When All’s Said and Done is narrated by Kyle Anne Monroe (alias Kyrie Thatcher), a college student who escaped from the Institute as a teenager. It is the major work planned for the Lost Angels Chronicles, which shares a universe (and many characters) with the UNSETIC Files (and Court of Twelve works like The Man Who Made Monsters, a project I’m working on with L.P. Loudon).
This is another one of those super-long chapters that might be cut into two in edits.
Two
Reece was still up when I got home, curled in the corner of the old blue couch with a book open against her knees. She glanced up at the sound of my entry, tilting her head and glancing at the clock. “Later than usual,” she observed, smothering a yawn.
“Were you waiting up?” I asked her, tossing my keys into the basket on top of the microwave. The evening had grown sticky, humidity promising a late summer storm. From the temperature inside the apartment, she and Marie had closed the windows and turned on the air when the stickiness began to ratchet up, probably a few hours before.
She marked her page and closed her book. “Not really. Just got sucked in, that’s all. Enjoying the last few days I can read and be guilt-free about it.” She grinned at me, but her brow began to furrow the longer she looked at me. “You okay?”
I nodded, starting to put the kettle on for hot water. I needed a mug of something hot, mostly to soothe my nerves and help me calm down enough to sleep. “Yeah, I’m okay.”
“Was it bad?” I’d told her on the phone that Matthew had gotten a call about work. She knew by now what he did, and she’d seen me after I’d helped him through dealing with victims.
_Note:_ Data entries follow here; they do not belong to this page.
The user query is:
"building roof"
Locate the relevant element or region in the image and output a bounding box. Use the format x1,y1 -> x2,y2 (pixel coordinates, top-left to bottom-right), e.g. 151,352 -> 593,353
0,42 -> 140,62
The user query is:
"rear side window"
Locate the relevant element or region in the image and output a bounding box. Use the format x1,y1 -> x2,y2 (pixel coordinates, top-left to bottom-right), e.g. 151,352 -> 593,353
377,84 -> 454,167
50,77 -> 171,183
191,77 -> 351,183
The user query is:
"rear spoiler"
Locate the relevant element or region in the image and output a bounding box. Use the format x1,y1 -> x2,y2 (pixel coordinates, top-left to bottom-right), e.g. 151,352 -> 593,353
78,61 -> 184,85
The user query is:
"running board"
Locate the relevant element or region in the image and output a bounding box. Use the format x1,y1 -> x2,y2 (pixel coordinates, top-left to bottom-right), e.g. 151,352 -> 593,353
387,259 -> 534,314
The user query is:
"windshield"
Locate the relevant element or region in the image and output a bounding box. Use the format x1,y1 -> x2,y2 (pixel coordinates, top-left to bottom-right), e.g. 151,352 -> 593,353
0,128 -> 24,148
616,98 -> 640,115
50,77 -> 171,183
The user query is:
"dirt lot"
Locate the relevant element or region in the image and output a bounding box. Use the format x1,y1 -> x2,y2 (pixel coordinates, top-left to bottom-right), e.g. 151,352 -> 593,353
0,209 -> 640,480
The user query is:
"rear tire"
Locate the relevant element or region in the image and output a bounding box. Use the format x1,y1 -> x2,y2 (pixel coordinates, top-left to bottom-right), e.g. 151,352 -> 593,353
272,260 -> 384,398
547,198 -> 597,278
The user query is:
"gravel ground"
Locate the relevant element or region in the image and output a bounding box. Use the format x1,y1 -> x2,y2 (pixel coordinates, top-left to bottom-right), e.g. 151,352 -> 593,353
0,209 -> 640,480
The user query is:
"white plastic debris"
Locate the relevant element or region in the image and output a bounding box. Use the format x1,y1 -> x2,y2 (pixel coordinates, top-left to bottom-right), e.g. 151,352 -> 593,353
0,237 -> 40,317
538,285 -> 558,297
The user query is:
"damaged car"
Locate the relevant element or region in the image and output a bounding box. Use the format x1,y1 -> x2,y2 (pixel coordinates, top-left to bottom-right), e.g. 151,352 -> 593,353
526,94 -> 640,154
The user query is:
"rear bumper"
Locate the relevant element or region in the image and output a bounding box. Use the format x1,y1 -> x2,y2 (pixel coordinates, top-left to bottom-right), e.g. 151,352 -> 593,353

She didn’t quite know how or why I was so readily able to deal with Matthew—or sometimes the victims themselves—the way I could, but she’d mercifully never asked about it, either. I sometimes thought that was a blessing and a curse all at once.
I took a deep breath and exhaled it slowly, preparing myself to lie to her as I took down a mug from the cupboard. “Kind of,” I said. “Someone who escaped a cult made it to Damon, so he called Matthew. But it wasn’t really that bad. Could’ve been worse.” Could’ve been a lot worse. I finally looked at her. “You want some cocoa or something? I’m putting water on.”
She shook her head a little, still watching me. “You seem like you’re upset about something.”
“I am a little bit.” I never thought that I’d ever see Ridley so…defeated. Broken. Lost. “It’s hard, that’s all. On Matthew and on me.”
“Do you need to talk about it?”
No. Not yet, but maybe soon. I took a deep breath and exhaled it slowly, shaking my head. “No. Thanks, though.”
She nodded. “Okay.” She got up and went to lock the door again as I spooned powdered latte into my mug. She paused for a moment next to me at the counter, brow furrowing. “You sure there’s not more to it than that? You’ve been weird for a couple of days.”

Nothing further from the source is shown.